Nicole Hess

  1. Scholarly Professor – Career
Email Addressnicolehess@wsu.edu

Biography

Visit my profile at WSU Vancouver.

Areas of Focus

Gossip and friendship studies in cross-cultural perspective

Biographical Sketch

Nicole Hess started out as a student at Santa Monica Community College, with broad interests in psychology, anthropology, philosophy, and biology. She earned her BA at UCLA in 1997, her MA at UCSB in 1999, and her PhD at UCSB in 2006. She completed predoctoral studies as a member of the first fellowhip cohort of the Max Planck Institute for Human Development’s LIFE program, followed by a postdoctoral fellowship with the Institute for Theoretical Biology at Humboldt University in Berlin.
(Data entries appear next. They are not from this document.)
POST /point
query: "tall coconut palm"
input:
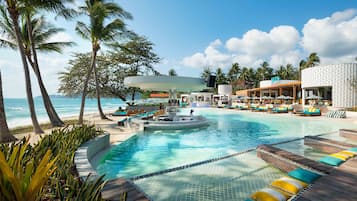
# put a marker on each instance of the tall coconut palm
(5, 135)
(233, 72)
(98, 31)
(40, 34)
(312, 60)
(14, 7)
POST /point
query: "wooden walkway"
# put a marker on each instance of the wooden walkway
(347, 133)
(122, 190)
(339, 185)
(326, 145)
(288, 161)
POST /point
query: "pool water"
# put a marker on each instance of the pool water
(228, 132)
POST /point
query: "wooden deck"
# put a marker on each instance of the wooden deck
(122, 189)
(288, 161)
(339, 185)
(326, 145)
(347, 133)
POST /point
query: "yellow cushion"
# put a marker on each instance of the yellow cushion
(268, 194)
(348, 153)
(340, 156)
(288, 185)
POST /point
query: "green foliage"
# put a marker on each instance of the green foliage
(64, 183)
(23, 177)
(172, 72)
(248, 77)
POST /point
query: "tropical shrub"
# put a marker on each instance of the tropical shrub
(21, 178)
(63, 183)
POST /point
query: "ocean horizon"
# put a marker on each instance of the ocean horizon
(17, 110)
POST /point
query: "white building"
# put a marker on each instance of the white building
(332, 83)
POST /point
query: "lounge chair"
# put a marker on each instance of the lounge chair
(120, 113)
(280, 109)
(312, 112)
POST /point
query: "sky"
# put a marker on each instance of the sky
(192, 34)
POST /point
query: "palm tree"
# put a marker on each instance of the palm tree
(5, 135)
(291, 72)
(97, 31)
(172, 72)
(233, 73)
(312, 60)
(14, 7)
(220, 77)
(40, 35)
(206, 73)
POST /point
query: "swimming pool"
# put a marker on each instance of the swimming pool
(228, 132)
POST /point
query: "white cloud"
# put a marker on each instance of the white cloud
(334, 39)
(61, 37)
(258, 43)
(211, 57)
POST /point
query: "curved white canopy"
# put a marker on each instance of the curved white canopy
(166, 83)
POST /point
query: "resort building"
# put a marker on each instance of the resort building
(331, 83)
(274, 88)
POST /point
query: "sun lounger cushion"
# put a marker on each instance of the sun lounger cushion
(354, 149)
(304, 175)
(333, 161)
(268, 194)
(347, 152)
(340, 156)
(289, 185)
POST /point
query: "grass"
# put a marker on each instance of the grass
(29, 128)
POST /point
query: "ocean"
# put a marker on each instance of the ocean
(17, 111)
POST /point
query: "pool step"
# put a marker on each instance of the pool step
(122, 189)
(347, 133)
(287, 161)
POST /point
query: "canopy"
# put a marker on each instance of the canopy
(313, 97)
(166, 83)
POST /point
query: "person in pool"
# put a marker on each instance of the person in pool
(191, 113)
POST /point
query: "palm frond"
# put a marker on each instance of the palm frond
(83, 30)
(54, 46)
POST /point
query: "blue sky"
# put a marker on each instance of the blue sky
(190, 35)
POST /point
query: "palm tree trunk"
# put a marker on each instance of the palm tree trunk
(84, 94)
(5, 135)
(51, 112)
(97, 90)
(14, 17)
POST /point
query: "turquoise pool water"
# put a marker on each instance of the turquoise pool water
(228, 132)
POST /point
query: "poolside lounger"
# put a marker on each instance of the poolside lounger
(120, 113)
(312, 112)
(347, 133)
(280, 110)
(338, 184)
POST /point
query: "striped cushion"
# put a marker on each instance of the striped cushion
(268, 194)
(289, 185)
(340, 156)
(348, 153)
(304, 175)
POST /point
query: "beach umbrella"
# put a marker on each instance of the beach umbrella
(244, 97)
(313, 97)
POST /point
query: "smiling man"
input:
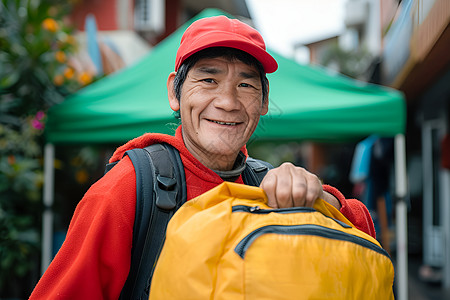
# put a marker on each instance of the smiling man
(220, 90)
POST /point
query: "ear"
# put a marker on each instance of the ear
(173, 101)
(265, 106)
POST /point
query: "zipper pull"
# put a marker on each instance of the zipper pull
(254, 208)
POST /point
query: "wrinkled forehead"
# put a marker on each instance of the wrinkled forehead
(222, 64)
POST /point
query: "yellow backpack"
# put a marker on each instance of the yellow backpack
(228, 244)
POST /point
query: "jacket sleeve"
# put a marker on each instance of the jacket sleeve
(354, 210)
(94, 260)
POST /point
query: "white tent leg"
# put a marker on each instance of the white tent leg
(48, 197)
(401, 217)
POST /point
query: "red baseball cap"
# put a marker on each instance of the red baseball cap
(221, 31)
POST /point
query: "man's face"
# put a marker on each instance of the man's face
(220, 106)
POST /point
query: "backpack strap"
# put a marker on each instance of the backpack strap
(254, 171)
(160, 191)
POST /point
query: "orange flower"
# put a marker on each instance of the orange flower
(85, 78)
(58, 80)
(60, 56)
(70, 39)
(68, 73)
(50, 25)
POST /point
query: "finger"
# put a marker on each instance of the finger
(269, 186)
(299, 187)
(283, 190)
(314, 190)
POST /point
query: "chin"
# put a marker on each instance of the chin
(222, 147)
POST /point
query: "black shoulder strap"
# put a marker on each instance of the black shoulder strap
(160, 191)
(255, 170)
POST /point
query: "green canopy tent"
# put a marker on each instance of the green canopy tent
(306, 103)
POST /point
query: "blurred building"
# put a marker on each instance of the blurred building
(415, 59)
(114, 34)
(408, 46)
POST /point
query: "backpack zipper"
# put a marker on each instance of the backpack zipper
(290, 210)
(305, 229)
(258, 210)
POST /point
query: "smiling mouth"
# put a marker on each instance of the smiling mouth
(225, 123)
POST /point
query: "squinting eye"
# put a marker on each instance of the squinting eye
(245, 85)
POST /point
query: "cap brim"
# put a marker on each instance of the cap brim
(225, 39)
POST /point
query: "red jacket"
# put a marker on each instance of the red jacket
(94, 261)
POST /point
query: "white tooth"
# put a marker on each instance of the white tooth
(224, 123)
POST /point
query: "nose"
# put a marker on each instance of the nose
(227, 98)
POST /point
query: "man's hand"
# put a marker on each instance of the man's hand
(291, 186)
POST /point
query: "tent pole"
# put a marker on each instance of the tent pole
(401, 217)
(48, 197)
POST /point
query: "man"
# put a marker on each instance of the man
(220, 90)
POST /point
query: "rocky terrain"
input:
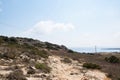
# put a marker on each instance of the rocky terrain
(28, 59)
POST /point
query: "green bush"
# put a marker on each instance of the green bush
(112, 59)
(91, 66)
(43, 67)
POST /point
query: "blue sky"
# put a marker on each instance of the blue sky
(74, 23)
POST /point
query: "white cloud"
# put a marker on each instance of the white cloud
(48, 27)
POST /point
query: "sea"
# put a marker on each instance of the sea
(94, 49)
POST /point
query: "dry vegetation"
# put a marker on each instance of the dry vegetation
(34, 54)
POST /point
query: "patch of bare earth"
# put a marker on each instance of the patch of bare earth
(72, 71)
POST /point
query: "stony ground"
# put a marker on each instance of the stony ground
(59, 71)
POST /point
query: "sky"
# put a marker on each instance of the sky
(73, 23)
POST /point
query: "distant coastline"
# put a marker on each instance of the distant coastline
(92, 49)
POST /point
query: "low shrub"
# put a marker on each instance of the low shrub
(43, 67)
(112, 59)
(91, 66)
(16, 75)
(66, 60)
(43, 54)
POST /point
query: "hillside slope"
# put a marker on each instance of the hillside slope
(28, 59)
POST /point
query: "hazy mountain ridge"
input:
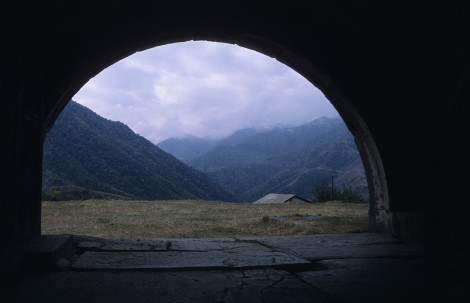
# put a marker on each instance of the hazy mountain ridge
(88, 151)
(288, 160)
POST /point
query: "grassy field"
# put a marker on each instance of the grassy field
(199, 219)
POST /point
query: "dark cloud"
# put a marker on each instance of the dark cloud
(205, 89)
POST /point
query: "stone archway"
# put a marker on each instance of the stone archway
(333, 47)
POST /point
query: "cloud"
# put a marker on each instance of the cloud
(205, 89)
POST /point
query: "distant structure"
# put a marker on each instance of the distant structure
(281, 198)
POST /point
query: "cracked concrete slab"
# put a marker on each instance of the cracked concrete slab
(210, 244)
(264, 285)
(183, 260)
(336, 246)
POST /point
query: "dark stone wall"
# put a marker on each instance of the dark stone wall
(396, 72)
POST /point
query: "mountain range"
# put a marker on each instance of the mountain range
(87, 156)
(252, 163)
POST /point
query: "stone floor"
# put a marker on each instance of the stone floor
(359, 267)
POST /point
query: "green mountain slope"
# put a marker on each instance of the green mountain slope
(288, 160)
(87, 151)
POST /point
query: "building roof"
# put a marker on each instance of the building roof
(278, 198)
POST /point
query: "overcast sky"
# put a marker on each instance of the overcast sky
(204, 89)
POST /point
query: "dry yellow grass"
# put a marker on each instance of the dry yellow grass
(198, 219)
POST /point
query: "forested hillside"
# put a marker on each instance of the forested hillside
(85, 152)
(287, 160)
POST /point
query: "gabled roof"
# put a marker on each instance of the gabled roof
(278, 198)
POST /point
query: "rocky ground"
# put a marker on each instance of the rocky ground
(359, 267)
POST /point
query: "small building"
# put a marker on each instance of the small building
(281, 198)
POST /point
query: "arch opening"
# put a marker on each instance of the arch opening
(370, 157)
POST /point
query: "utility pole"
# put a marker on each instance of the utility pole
(332, 188)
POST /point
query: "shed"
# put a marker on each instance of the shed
(281, 198)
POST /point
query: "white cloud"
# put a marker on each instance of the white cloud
(205, 89)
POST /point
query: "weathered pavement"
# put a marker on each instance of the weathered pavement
(317, 268)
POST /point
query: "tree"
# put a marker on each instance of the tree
(323, 192)
(52, 195)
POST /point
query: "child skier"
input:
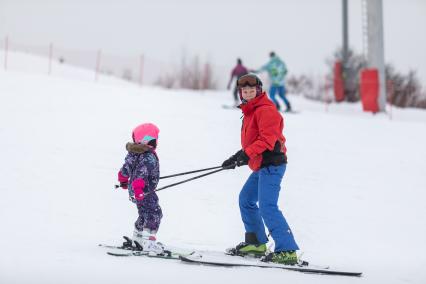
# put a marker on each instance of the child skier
(140, 174)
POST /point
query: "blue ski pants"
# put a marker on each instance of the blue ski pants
(263, 188)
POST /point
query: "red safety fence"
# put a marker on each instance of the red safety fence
(369, 90)
(339, 89)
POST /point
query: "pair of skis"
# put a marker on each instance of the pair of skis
(219, 259)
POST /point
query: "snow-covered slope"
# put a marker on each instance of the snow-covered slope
(353, 192)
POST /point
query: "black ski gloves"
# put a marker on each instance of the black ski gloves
(238, 159)
(242, 158)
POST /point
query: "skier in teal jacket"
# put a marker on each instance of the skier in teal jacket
(277, 71)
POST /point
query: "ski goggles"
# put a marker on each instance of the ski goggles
(248, 80)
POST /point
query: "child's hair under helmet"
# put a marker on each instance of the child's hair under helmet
(146, 133)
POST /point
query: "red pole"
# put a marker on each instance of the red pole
(390, 89)
(6, 47)
(141, 65)
(50, 58)
(98, 64)
(326, 94)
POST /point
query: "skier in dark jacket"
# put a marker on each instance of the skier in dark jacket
(140, 174)
(263, 149)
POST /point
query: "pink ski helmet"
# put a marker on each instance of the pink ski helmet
(145, 133)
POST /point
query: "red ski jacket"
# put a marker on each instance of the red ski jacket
(262, 127)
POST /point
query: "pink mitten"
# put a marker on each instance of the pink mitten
(138, 186)
(123, 180)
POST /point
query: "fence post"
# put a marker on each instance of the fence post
(50, 58)
(98, 64)
(390, 91)
(6, 47)
(141, 65)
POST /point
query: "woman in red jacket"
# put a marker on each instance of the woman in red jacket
(263, 149)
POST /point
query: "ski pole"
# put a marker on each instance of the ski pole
(191, 172)
(186, 180)
(181, 174)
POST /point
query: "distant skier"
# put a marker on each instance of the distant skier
(140, 174)
(277, 71)
(238, 71)
(263, 149)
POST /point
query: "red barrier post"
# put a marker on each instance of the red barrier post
(141, 67)
(6, 47)
(369, 90)
(50, 58)
(339, 90)
(390, 90)
(98, 64)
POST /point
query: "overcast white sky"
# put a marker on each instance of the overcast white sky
(303, 32)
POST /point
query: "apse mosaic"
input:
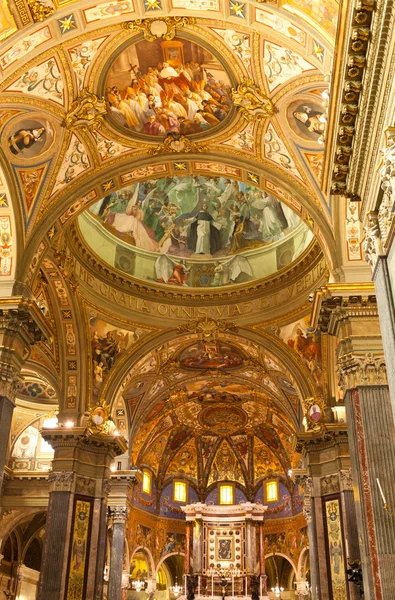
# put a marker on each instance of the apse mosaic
(169, 86)
(194, 231)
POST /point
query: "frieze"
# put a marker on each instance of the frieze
(354, 370)
(330, 485)
(356, 60)
(346, 480)
(61, 481)
(119, 514)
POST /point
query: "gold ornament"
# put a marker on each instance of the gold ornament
(86, 112)
(40, 11)
(252, 102)
(159, 28)
(99, 420)
(314, 413)
(177, 143)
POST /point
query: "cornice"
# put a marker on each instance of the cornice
(351, 61)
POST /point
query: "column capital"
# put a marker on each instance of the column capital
(346, 480)
(86, 455)
(22, 324)
(337, 305)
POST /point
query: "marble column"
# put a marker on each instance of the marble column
(75, 536)
(351, 314)
(197, 545)
(22, 324)
(118, 516)
(187, 562)
(262, 566)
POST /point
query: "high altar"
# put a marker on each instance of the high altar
(224, 550)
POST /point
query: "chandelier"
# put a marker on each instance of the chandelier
(277, 590)
(176, 589)
(138, 585)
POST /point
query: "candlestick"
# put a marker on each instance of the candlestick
(381, 491)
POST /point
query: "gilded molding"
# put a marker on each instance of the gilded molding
(119, 514)
(86, 112)
(160, 27)
(61, 481)
(358, 370)
(252, 102)
(40, 10)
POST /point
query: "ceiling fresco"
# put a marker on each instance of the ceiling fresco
(195, 231)
(170, 86)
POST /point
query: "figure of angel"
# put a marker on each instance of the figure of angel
(170, 271)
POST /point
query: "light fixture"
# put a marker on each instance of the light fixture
(176, 589)
(138, 585)
(277, 590)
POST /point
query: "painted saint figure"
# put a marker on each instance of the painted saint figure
(25, 138)
(204, 237)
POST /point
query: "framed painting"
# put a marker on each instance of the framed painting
(225, 549)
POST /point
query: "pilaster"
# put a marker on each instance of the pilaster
(351, 314)
(21, 325)
(75, 539)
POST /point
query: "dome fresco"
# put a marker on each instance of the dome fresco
(168, 86)
(194, 231)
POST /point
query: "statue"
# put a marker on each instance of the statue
(191, 584)
(254, 587)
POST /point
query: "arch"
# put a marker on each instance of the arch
(302, 563)
(288, 558)
(289, 359)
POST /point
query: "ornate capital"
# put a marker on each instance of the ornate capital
(387, 174)
(252, 102)
(22, 324)
(159, 28)
(41, 10)
(372, 244)
(355, 370)
(61, 481)
(208, 327)
(86, 112)
(119, 514)
(176, 143)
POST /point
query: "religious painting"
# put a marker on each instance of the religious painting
(197, 231)
(211, 355)
(173, 86)
(306, 119)
(25, 445)
(315, 413)
(108, 344)
(335, 548)
(306, 341)
(30, 138)
(225, 549)
(79, 550)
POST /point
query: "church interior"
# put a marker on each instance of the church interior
(197, 283)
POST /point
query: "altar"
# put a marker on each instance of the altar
(224, 551)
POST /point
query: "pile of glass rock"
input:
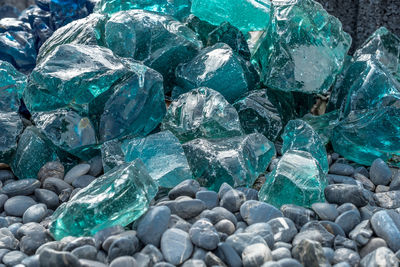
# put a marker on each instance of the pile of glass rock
(209, 90)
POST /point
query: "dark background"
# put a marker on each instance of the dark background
(360, 18)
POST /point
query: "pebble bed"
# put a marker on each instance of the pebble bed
(359, 225)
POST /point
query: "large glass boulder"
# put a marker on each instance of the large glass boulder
(88, 31)
(303, 49)
(72, 75)
(297, 179)
(202, 112)
(178, 9)
(248, 15)
(163, 156)
(220, 68)
(258, 114)
(364, 136)
(118, 197)
(33, 151)
(237, 160)
(68, 131)
(136, 106)
(12, 84)
(299, 135)
(159, 41)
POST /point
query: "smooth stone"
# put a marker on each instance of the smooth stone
(153, 224)
(16, 206)
(210, 198)
(176, 246)
(325, 211)
(23, 187)
(76, 171)
(47, 197)
(283, 229)
(255, 255)
(204, 235)
(341, 169)
(51, 169)
(51, 258)
(35, 213)
(255, 211)
(380, 173)
(386, 224)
Dr. Hess is currently a Scholarly Associate Professor at WSU Vancouver. Dr. Hess’s research involves using cross-cultural psychological studies to explore aspects of human sociality and cognition. She has also worked as an Academic Advisor in the College of Arts and Sciences at WSU Vancouver for majors in: Neuroscience, Human Biology, Anthropology, Environmental Science, and the General Social Sciences, specializing in helping transfer students make the change to a 4 year university, as well as supporting undergraduate research opportunities.

Research Statement

Hess studies gossip, friendship, cooperation, and coalitional competition. She conducted fieldwork in the Central African Republic and college Greek communities, and has conducted numerous experiments testing hypotheses derived from “Informational Warfare” theory, which proposes that coalitions may be useful in reputational competition (via, e.g., gossip) due to their improved abilities to collect, analyze, and disseminate relevant information. Trained as a multidisciplinary social scientist, Hess uses diverse quantitative and qualitative methods to explore human sociality and cognition, including psychological experiments, surveys, interviews, and ethnographic work.